И сам Лукьян чувствовал, что, сколько ни старался, но приносил прихожанам вовсе не страх, а удовлетворение, и от этого он начинал презирать их еще больше. В момент отпущения грехов Лукьян всегда примечал проступавшую сквозь их лица жуткую идиотическую усмешку. Он ни на секунду не верил гримасам вымученного внимания и сухим вздохам, изображавшим умиротворенность и смирение. Слишком уж плохо были сыграны эти роли, слишком грубы были поношенные маски из тонкой резины, бегло конспектировавшие скудную повседневность. Их физиономии напоминали засиженные мухами фотографии, забытые в уголках зеркал пыльных прихожих. Конечно, они уходили с исповеди такими же пустыми, какими и были до прихода. Но, в конечном счете, священнику казалось, что после этих встреч они уходили победителями, он же ощущал себя поверженным. Ведь карающая длань наставника становилась лишь неуместным вкраплением в эти оханья, отчего сами исповеди превращались в какие-то праздные соседские сплетничания, выставлявшие весь ассортимент избитых фраз, и вовсе не походили на суровый приговор инквизитора.

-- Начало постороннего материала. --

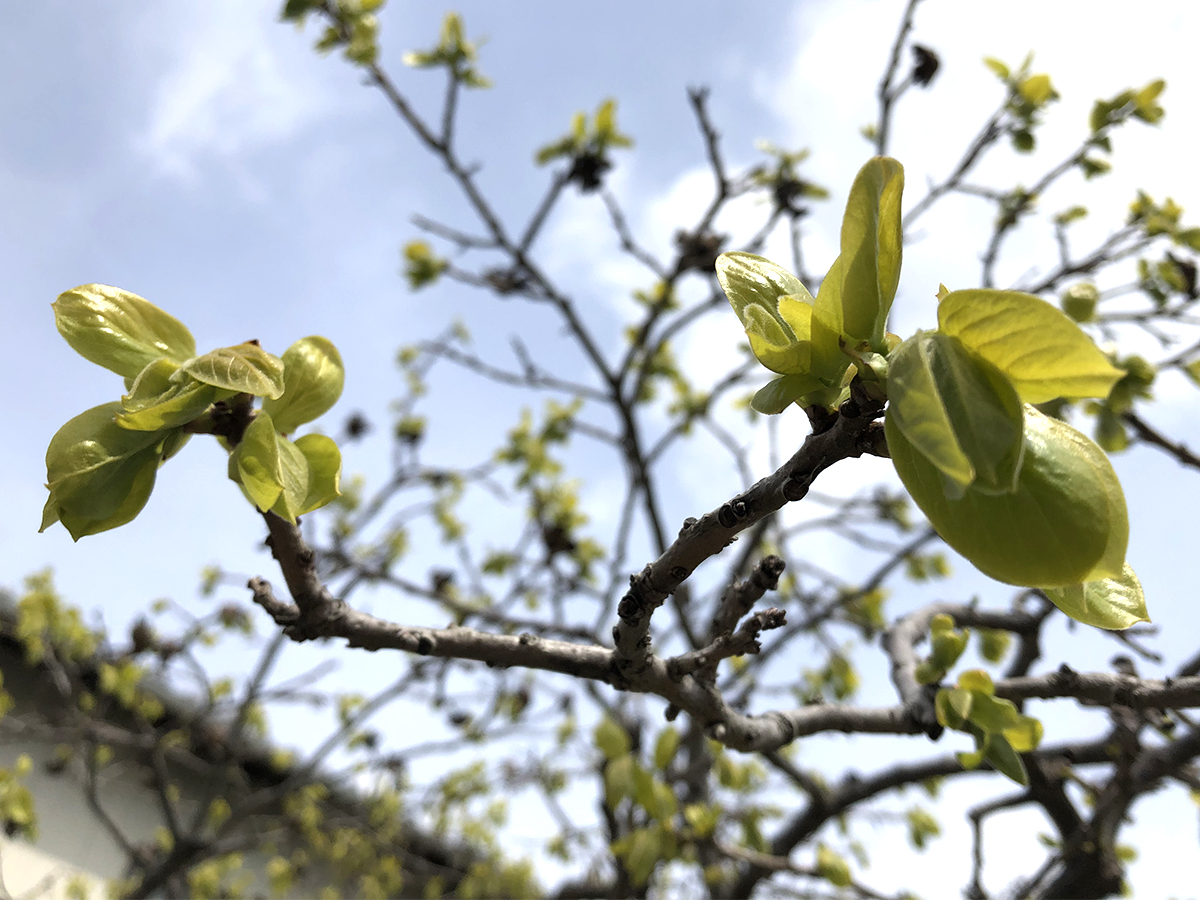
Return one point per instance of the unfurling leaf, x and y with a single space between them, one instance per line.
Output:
1111 604
324 471
959 412
244 369
871 245
1039 348
119 330
157 400
99 473
313 377
1066 523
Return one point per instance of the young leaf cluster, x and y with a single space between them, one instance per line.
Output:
102 465
1026 498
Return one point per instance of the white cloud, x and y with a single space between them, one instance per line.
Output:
235 84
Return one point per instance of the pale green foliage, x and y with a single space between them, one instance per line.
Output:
1000 731
947 646
101 466
1026 498
421 265
453 52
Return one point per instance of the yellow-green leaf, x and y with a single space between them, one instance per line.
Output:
99 473
119 330
1065 525
313 377
324 471
1038 347
779 394
958 411
1113 604
244 369
871 246
159 401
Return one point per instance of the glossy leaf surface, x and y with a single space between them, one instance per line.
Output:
871 246
119 330
313 377
157 401
959 412
271 469
294 477
245 367
1037 346
324 462
1111 604
1065 523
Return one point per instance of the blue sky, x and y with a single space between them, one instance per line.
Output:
203 156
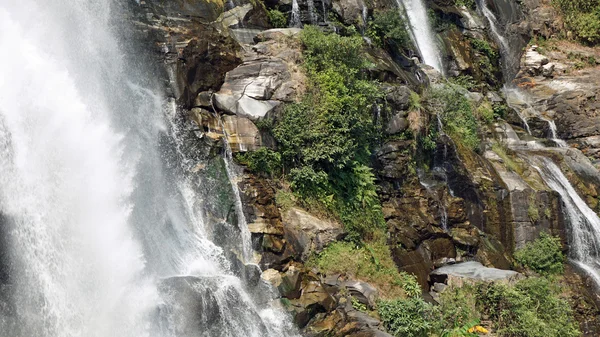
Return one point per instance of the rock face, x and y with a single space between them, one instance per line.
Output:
308 233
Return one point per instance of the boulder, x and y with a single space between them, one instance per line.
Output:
363 292
309 234
456 274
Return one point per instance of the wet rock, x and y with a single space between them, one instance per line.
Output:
363 292
309 234
474 271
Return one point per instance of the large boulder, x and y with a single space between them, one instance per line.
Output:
309 234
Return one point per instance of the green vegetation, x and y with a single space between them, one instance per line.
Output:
456 113
387 29
532 307
326 140
276 18
582 17
543 255
372 262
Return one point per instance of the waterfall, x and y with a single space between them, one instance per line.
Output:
106 235
419 26
311 12
584 223
295 20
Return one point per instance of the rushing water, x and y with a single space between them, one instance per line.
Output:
584 223
105 235
421 32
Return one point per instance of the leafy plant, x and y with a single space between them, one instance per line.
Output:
326 140
543 255
388 29
276 18
411 317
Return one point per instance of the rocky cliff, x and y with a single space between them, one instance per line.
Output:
446 192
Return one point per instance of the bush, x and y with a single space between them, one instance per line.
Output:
326 140
277 19
456 113
543 255
583 18
531 308
372 262
411 317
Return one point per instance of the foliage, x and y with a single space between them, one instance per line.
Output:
277 19
371 262
388 29
263 160
411 317
465 81
583 18
456 113
543 255
531 308
326 140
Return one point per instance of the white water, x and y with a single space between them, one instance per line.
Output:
295 20
93 181
420 28
584 223
311 12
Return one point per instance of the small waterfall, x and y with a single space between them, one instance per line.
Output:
295 20
584 223
234 178
558 141
105 227
417 21
311 12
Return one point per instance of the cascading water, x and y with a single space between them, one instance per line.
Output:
419 26
105 233
584 223
295 20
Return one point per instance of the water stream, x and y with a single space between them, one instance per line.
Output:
418 25
106 235
584 223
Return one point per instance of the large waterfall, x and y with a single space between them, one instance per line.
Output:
105 237
421 32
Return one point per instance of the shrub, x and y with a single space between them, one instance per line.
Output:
387 29
277 19
411 317
326 140
583 18
531 308
543 255
372 262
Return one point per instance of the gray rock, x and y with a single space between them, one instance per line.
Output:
475 271
309 234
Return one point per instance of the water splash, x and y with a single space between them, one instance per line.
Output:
419 26
584 223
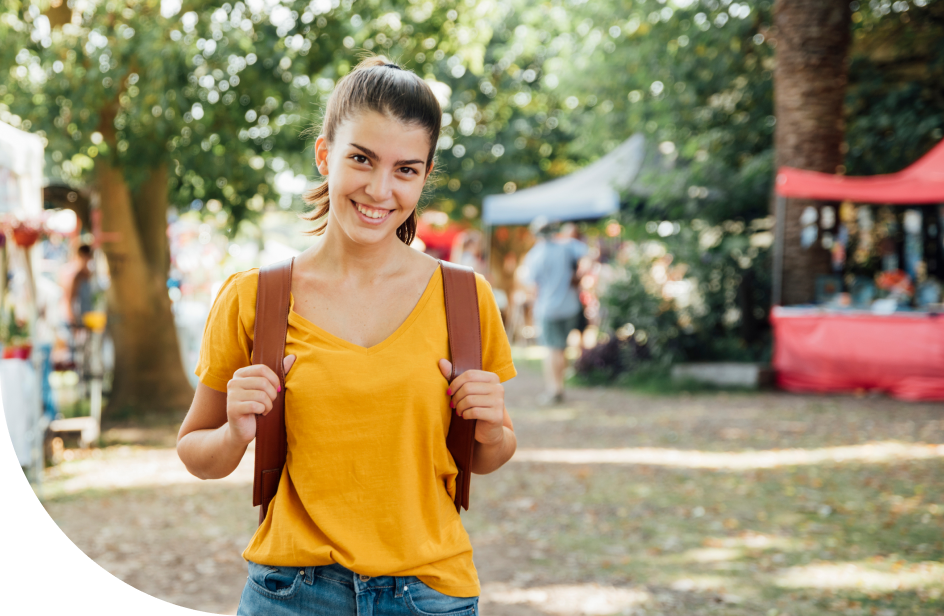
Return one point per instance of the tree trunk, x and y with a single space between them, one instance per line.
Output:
813 38
149 374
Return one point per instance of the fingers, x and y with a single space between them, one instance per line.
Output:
445 367
245 401
259 383
478 376
260 370
475 387
479 407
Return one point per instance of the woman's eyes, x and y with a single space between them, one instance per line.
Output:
361 159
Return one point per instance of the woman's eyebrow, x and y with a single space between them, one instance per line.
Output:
373 155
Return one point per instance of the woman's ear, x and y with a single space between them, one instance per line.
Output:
321 155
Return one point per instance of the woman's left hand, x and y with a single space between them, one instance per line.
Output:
476 394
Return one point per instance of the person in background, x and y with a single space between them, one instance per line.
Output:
77 287
552 266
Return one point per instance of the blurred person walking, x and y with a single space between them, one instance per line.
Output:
553 265
364 519
77 287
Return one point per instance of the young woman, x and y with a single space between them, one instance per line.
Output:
363 521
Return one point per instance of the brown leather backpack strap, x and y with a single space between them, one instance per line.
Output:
465 346
272 307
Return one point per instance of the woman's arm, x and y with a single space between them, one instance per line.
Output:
487 458
479 395
219 426
205 442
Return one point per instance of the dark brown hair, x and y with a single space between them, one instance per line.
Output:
377 85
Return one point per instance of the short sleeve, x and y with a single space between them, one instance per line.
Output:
579 249
496 351
227 341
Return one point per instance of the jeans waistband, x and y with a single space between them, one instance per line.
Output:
360 582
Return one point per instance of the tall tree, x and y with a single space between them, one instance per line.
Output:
153 102
810 79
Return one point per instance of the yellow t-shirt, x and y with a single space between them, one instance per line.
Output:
368 481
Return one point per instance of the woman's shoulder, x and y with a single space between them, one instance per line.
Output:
240 289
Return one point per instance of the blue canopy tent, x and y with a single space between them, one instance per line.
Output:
590 193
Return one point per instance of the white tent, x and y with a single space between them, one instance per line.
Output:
21 172
592 192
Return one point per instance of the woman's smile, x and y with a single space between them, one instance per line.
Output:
369 214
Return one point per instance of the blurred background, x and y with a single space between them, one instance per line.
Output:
753 421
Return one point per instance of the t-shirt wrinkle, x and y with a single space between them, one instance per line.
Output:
368 481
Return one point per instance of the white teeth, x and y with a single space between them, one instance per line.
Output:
371 213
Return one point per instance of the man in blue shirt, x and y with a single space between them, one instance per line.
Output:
552 266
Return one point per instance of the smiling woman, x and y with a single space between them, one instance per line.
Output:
365 512
390 98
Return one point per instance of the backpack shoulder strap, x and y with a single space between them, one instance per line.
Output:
268 348
465 347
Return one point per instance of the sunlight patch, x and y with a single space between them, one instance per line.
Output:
869 453
582 599
126 467
864 576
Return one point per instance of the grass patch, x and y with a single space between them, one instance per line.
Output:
653 380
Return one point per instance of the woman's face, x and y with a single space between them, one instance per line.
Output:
376 169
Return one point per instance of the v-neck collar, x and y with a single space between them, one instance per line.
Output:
435 282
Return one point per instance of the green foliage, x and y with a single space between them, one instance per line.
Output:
219 93
698 293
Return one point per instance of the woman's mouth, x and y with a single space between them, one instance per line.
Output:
371 215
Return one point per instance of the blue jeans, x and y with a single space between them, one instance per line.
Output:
333 590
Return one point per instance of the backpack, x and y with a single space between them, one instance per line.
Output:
272 310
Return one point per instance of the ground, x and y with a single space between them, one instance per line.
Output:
616 503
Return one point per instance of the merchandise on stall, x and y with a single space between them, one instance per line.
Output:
879 322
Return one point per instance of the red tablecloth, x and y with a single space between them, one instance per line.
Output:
901 354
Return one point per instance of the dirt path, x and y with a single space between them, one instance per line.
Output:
692 504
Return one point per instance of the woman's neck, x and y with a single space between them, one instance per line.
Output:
337 255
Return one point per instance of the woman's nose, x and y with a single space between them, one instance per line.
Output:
379 187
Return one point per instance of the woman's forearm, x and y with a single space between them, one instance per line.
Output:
211 453
489 458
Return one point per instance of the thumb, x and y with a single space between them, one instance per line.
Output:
287 364
445 366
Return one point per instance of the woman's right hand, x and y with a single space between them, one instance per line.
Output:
251 391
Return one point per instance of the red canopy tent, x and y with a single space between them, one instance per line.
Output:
820 351
922 182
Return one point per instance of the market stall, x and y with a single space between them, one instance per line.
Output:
879 321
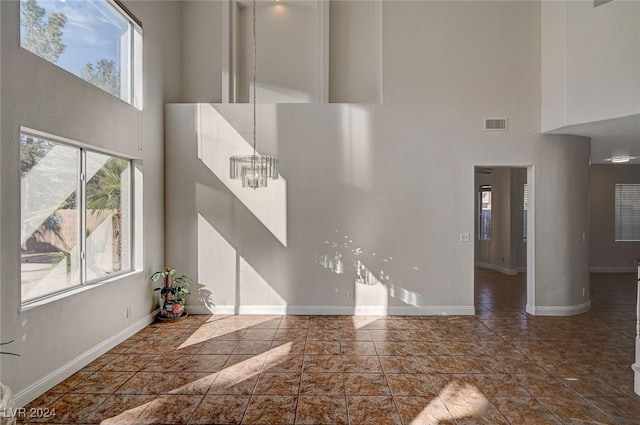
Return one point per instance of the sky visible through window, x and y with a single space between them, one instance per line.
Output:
93 32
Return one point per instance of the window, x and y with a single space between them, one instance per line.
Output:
627 212
99 41
525 207
484 213
75 216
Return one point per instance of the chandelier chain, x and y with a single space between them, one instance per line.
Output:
255 49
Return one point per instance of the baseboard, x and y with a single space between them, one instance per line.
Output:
553 310
41 386
612 269
336 310
504 270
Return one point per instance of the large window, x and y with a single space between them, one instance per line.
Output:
484 213
75 216
627 212
100 41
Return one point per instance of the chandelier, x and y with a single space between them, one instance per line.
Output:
254 170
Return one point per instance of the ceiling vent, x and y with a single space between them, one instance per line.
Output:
492 124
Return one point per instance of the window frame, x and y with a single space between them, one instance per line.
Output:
616 230
134 77
84 283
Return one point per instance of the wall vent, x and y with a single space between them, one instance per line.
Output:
495 124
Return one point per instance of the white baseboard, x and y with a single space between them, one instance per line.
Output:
504 270
612 269
336 310
41 386
557 310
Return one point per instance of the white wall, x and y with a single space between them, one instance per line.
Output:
44 97
287 61
560 192
606 254
201 64
355 65
590 61
397 179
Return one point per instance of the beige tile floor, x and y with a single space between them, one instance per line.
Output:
499 367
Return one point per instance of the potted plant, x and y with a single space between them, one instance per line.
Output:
172 293
7 401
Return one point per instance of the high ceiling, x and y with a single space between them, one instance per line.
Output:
610 138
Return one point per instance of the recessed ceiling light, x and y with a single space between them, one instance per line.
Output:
620 159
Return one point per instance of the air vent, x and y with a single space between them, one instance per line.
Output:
495 124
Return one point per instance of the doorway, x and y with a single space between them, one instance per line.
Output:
501 238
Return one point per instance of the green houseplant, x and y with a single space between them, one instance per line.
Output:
172 293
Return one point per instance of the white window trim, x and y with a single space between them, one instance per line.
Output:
135 197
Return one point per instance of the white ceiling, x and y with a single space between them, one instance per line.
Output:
620 136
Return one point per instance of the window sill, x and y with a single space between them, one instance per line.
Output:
29 305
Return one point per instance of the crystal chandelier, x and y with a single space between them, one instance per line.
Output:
254 170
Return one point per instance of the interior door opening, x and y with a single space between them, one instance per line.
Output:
501 238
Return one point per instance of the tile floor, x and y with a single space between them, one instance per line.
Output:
499 367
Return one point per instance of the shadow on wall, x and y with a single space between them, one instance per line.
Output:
372 290
217 141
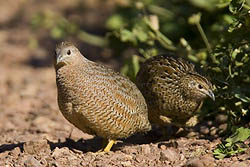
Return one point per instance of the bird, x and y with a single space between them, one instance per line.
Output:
96 99
173 90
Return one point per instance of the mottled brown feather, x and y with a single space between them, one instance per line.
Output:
98 100
164 81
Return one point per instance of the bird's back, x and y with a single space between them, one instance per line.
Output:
159 80
104 102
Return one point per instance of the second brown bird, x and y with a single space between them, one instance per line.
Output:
173 90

Его каверзные вопросы о вере или крещении никогда не находили ответов, как правило, люди толком не понимали, о чем он их спрашивает. И Лукьян ненавидел это тупоумие, ему казалось чудовищным, что все его сомнения, муки и душевные судороги были незнакомы этим болванам. Само назначение исповеди, таким образом, утрачивалось сразу с обеих сторон: и со стороны исповедовавшегося, приходившего вовсе не к тому, кто освятит покаяние, и даже не к дарующему прощение, а лишь к тому, кто по долгу службы вынужден будет выслушать его историю; и со стороны священника, занимавшегося вовсе не врачеванием душ, а вымещением собственной желчи и злобы, – смысл стремительно покидал эту форму духовного общения, превращая ее в странный архаизм. У Лукьяна на душе становилось всё чернее, потому что и себя он ощущал кем-то вроде торговца, пытающегося выдать подделку за древнюю рублевскую икону, но при этом утешающего себя, что делает это ради благой цели – восстановления подлинных религиозных чувств.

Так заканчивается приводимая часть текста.